Weight and strength are bigger components of value for interior defenders than you might think in an NFL environment that is increasingly focused on rushing the passer. As base defensive personnel has shifted toward smaller linebackers and defensive backs playing further away from the line of scrimmage, however, the value of bigger, two-gap defenders to plug the middle has increased. The three most impactful traits for interior defender draft status are sprints, the broad jump and the three-cone drill. Only the three-cone drill has a meaningful impact on WAR.

Dontari Poe had the top combine-based WAR projection over the past 15 years at a healthy 346 pounds and 44 reps on the bench press. Poe also posted better-than-expected sprints and jumps after adjusting for weight.

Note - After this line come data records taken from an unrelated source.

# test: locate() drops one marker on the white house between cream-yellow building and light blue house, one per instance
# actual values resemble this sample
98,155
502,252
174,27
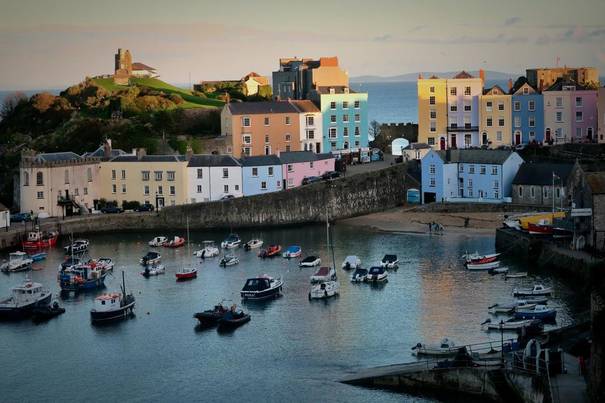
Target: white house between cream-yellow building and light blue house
211,177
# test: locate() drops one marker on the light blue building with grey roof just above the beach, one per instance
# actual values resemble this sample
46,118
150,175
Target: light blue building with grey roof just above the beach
468,175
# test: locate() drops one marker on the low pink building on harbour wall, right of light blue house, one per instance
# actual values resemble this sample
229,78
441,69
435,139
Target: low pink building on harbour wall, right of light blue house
297,165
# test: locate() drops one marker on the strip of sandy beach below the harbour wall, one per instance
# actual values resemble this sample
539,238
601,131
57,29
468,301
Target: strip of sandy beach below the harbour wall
408,220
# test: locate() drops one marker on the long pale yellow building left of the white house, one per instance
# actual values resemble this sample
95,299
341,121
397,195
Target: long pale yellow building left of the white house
159,180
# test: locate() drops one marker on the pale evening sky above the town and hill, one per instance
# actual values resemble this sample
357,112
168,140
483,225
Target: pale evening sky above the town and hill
53,44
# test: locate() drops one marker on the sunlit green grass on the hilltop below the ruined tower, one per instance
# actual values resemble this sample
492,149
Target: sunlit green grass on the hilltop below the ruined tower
191,101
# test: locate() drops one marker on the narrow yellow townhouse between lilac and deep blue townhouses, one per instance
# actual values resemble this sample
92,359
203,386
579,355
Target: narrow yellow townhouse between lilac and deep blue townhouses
495,127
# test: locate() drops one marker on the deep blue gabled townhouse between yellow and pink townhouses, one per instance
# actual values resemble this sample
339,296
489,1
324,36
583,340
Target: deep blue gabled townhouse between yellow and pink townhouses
527,115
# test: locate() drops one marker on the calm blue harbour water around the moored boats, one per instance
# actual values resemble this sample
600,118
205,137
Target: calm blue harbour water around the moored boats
292,350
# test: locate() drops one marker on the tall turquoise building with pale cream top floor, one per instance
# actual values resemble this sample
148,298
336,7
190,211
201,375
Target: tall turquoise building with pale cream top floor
345,119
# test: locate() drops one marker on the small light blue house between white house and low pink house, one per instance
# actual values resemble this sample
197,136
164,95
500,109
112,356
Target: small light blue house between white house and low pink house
261,174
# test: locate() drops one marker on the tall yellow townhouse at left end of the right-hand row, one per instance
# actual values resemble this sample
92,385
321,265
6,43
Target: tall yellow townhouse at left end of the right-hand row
432,110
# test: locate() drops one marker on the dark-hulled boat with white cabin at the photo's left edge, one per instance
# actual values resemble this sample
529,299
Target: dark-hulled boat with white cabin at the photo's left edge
24,298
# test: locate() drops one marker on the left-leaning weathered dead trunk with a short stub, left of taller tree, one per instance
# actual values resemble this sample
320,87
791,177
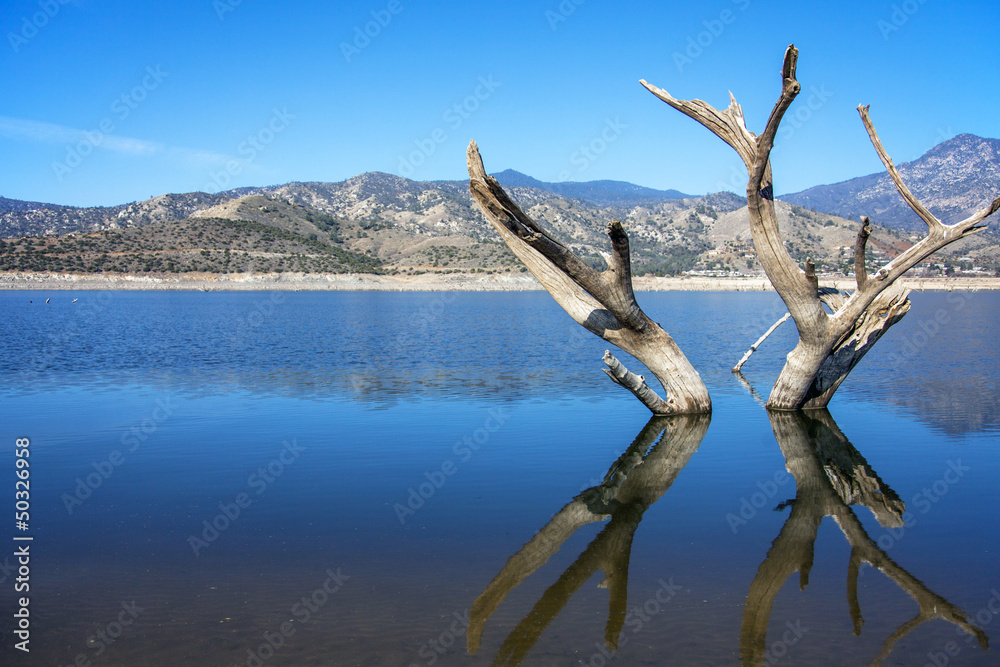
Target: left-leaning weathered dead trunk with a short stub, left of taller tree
601,301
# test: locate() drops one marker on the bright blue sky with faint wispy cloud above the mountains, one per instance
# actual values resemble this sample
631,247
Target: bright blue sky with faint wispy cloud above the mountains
109,102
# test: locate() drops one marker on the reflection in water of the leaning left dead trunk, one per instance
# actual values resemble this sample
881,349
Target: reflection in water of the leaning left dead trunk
637,479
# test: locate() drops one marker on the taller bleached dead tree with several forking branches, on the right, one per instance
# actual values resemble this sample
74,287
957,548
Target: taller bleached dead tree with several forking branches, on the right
830,345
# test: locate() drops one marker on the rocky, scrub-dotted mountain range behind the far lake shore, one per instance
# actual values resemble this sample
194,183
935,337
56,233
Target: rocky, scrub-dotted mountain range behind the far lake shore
382,222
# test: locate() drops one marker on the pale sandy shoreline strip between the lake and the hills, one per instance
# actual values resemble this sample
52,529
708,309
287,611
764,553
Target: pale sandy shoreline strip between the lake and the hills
427,282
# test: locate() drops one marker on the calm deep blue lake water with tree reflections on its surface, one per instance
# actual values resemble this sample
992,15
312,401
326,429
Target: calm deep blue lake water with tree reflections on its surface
449,478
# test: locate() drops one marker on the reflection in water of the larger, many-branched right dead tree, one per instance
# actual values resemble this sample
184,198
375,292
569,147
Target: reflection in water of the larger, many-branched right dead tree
830,475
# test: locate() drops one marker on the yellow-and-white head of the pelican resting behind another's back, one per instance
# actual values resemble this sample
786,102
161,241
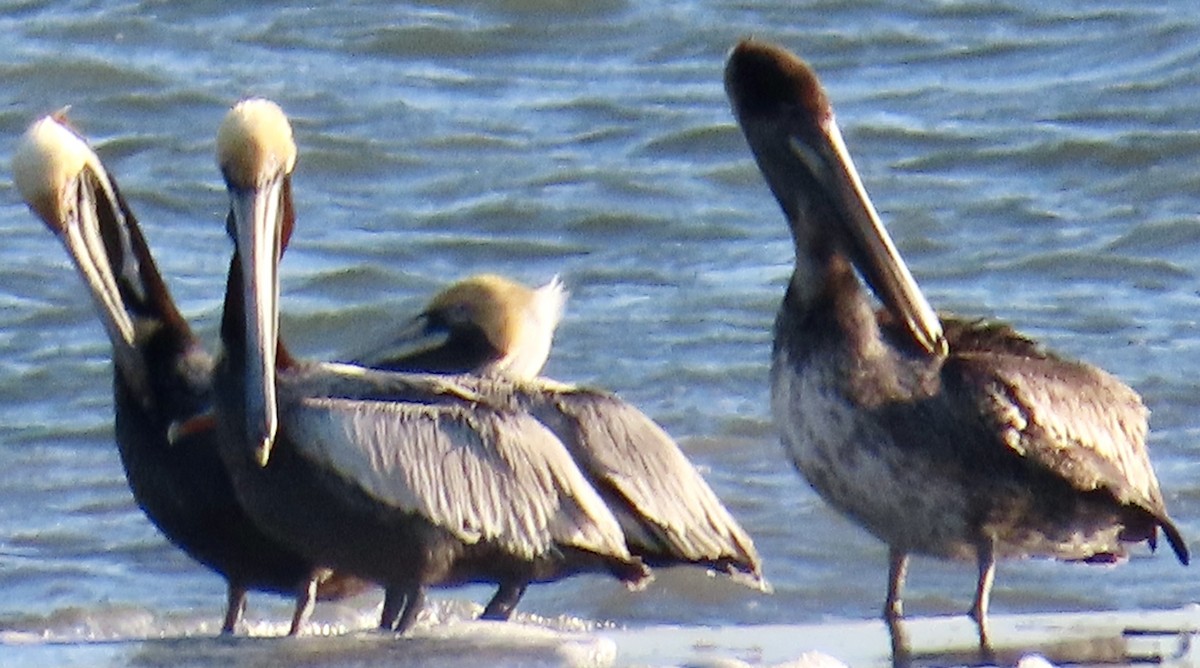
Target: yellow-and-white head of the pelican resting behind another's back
484,324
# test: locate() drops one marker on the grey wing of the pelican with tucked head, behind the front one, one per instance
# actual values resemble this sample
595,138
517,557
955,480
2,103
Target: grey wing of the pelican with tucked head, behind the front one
665,508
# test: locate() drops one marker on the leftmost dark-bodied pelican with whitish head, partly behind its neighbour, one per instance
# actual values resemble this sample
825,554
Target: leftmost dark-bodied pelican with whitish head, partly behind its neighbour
161,378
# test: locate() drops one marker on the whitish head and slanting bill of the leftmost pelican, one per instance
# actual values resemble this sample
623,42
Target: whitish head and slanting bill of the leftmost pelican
65,185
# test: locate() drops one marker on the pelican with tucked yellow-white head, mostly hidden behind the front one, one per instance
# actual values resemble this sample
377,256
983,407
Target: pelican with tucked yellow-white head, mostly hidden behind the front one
493,327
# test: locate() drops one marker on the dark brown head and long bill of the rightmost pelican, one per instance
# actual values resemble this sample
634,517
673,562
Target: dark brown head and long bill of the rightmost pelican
789,123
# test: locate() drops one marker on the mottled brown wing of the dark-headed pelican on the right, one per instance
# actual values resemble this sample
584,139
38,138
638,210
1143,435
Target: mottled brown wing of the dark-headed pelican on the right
1073,419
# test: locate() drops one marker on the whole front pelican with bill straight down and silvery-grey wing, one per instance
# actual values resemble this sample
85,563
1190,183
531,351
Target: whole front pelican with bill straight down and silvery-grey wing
401,479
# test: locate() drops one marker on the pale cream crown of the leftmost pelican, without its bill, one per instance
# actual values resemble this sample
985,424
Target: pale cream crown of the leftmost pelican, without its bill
49,159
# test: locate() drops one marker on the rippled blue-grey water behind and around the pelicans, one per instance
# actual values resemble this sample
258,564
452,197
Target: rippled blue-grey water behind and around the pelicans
1036,161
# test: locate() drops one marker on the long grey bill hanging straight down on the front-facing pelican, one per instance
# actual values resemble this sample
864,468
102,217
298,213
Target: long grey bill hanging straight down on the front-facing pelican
257,231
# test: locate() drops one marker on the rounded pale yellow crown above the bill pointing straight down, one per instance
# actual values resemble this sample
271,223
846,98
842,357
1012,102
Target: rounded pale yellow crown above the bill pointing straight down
255,143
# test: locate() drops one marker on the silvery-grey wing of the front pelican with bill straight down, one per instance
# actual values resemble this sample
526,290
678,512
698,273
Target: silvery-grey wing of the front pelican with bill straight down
481,474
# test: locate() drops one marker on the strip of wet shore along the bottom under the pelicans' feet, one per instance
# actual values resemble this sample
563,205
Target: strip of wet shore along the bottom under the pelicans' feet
1126,639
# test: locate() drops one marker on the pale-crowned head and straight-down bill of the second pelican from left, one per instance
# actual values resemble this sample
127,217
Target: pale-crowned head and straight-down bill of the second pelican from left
256,154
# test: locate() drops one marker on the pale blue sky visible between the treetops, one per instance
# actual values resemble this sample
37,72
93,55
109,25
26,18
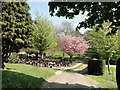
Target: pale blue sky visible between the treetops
43,9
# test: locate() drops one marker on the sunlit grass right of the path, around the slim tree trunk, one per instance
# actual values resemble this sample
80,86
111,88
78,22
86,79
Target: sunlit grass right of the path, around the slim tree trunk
107,80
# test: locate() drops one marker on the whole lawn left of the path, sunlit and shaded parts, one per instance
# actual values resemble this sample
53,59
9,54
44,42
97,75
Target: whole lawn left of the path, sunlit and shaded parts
25,76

J.J. Watt was one of the best to ever do it, and his combine performance hinted at his eventual NFL success. Watt’s three-cone time was more than half a second faster than expected for a 290-pound interior defender. His 6.88-second mark was the second-best weight-adjusted time among 252 qualifying players at the position.

EDGE DEFENDER

Weight-adjusted 40-yard dash times have the biggest impact on edge defender draft status as any drill for any defensive position. Each standard deviation better than expectation for the sprint moves draft status by roughly eight percentiles. While weight has become more valuable for interior defenders, lighter edge defenders have been more valuable according to PFF WAR, even while NFL teams slightly prefer bigger players at the position.